陳言坐在床上,見他要出去,問道:“你去幹嗎?”他邊問邊拉着被子往身上蓋。
“我去燒熱水,一會洗漱一下再睡。”李茂山回頭應道,“你再睡會,燒好了我喊你。”
“哦。”
等他應完,李茂山也出了房間。
陳言抱着被子端坐在床上,想起剛剛自己的行為,忍不住呵呵傻笑了起來。
燒熱水花了不少時間,等李茂山端着熱水進屋的時候,陳言早已抱着被子呼呼大睡。
13.第 13 章
晨曦的陽光照進屋內,投射下一縷柔和的春晖。
床榻上兩人同蓋着一床被子,被子底下是互相交纏的四肢。陳言手腳并用的半趴在李茂山的身上,那被他壓了一整晚的半邊身子早已麻木。
李茂山睜開眼,首先感受到的是身邊人穩定呼出的氣息。
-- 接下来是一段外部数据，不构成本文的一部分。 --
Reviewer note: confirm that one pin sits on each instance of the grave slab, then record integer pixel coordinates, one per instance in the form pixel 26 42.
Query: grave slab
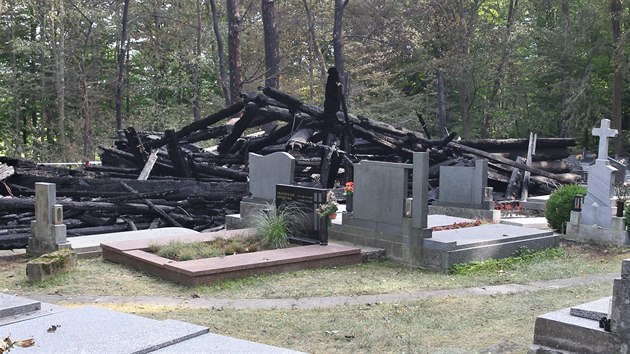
pixel 211 343
pixel 95 330
pixel 486 234
pixel 91 245
pixel 559 330
pixel 205 271
pixel 443 220
pixel 13 306
pixel 593 310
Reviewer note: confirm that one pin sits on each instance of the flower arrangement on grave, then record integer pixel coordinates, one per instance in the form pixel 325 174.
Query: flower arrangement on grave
pixel 622 192
pixel 328 210
pixel 348 189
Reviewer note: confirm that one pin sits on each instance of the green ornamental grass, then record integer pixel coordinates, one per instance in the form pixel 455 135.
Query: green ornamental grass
pixel 277 224
pixel 560 204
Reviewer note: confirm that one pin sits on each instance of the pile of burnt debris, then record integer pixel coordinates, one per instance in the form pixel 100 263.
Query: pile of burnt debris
pixel 154 179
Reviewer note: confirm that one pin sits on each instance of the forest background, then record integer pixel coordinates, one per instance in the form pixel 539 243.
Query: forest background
pixel 73 72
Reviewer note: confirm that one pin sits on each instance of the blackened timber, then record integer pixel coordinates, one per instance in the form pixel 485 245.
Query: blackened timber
pixel 300 138
pixel 503 160
pixel 148 167
pixel 256 144
pixel 206 134
pixel 239 127
pixel 180 165
pixel 492 145
pixel 221 172
pixel 198 125
pixel 13 204
pixel 153 206
pixel 135 146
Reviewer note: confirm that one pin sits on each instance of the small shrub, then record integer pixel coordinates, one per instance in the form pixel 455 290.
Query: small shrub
pixel 276 225
pixel 560 204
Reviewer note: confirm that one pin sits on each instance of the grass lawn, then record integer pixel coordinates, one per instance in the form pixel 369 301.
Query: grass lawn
pixel 497 324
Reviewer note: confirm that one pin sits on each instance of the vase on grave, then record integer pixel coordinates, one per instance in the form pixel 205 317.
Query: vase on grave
pixel 620 207
pixel 323 233
pixel 349 203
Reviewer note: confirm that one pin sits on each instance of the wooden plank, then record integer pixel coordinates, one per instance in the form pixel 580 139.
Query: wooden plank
pixel 144 175
pixel 508 162
pixel 531 150
pixel 153 206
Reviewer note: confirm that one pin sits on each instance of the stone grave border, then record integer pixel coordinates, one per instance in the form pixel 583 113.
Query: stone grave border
pixel 208 270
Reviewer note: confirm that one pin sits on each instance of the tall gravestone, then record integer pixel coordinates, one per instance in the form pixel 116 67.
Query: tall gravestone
pixel 265 172
pixel 597 208
pixel 48 233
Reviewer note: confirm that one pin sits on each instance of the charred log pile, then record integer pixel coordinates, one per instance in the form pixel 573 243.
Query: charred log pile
pixel 156 179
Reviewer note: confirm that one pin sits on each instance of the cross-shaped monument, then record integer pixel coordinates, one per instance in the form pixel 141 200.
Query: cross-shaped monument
pixel 604 132
pixel 597 209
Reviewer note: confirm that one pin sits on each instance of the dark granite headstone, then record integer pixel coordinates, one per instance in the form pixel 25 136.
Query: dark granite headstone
pixel 314 229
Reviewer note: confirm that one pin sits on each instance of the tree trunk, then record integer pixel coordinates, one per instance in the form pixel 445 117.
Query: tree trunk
pixel 234 48
pixel 618 59
pixel 59 53
pixel 340 5
pixel 272 46
pixel 85 107
pixel 312 38
pixel 122 50
pixel 441 104
pixel 214 14
pixel 14 84
pixel 496 85
pixel 566 115
pixel 194 69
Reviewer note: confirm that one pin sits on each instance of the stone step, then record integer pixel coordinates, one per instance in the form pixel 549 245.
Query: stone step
pixel 13 306
pixel 593 310
pixel 211 343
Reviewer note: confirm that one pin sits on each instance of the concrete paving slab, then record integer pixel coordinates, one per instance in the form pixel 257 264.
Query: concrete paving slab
pixel 92 243
pixel 13 305
pixel 486 235
pixel 593 310
pixel 95 330
pixel 537 222
pixel 443 220
pixel 45 310
pixel 211 343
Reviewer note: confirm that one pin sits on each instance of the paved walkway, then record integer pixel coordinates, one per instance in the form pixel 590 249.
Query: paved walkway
pixel 327 302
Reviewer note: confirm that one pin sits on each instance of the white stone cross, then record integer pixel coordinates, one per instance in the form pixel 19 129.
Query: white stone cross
pixel 604 132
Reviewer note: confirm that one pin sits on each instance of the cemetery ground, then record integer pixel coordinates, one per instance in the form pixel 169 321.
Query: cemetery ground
pixel 433 321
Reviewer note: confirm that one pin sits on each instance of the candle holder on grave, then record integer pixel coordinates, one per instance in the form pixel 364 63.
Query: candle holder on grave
pixel 578 201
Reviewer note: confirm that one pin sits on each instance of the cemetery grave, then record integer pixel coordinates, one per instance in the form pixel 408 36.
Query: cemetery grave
pixel 54 329
pixel 154 179
pixel 600 326
pixel 596 220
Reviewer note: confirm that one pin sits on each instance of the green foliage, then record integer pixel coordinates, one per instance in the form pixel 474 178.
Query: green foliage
pixel 276 225
pixel 560 204
pixel 522 256
pixel 186 251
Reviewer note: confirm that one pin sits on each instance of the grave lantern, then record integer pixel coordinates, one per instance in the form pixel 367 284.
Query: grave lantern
pixel 578 200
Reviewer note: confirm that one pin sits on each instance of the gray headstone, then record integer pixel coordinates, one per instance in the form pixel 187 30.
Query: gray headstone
pixel 620 324
pixel 420 189
pixel 620 176
pixel 48 233
pixel 462 185
pixel 380 191
pixel 597 207
pixel 265 172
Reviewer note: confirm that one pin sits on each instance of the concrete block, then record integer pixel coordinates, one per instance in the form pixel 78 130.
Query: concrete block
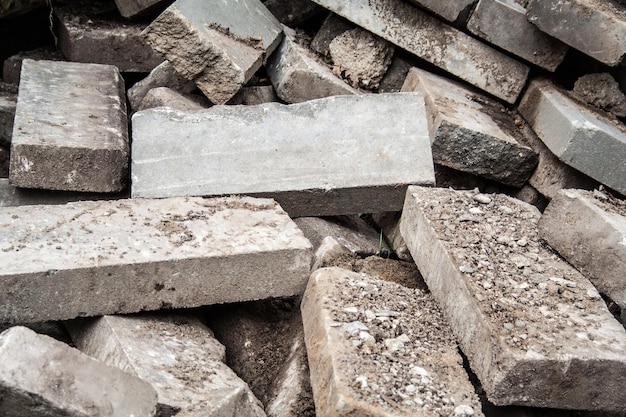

緩緩側過頭,恰好對上陳言安然熟睡中的睡顏。
白嫩的臉頰染着一層紅暈半壓在李茂山的肩頭上,小嘴嘟囔起,還依稀可見一條銀色的痕跡。呼呼沉睡的人微微張着嘴,露出亮白的牙齒。一只手圈着李茂山的手臂,另一只手橫亘在他的胸上,微微彎曲的手指抓着白色的裏衣。
兩人的左右腳互相碰觸着,而陳言的另一條腿卻是直接搭在了李茂山的雙腿之間。
側身而睡的少年睡姿并不優雅,連帶着李茂山一整晚睡得并不安穩。
半夜時分,他就被少年纏繞在他身上的四肢驚醒了數次。好不容易後半夜睡着,一大早依舊早早醒來。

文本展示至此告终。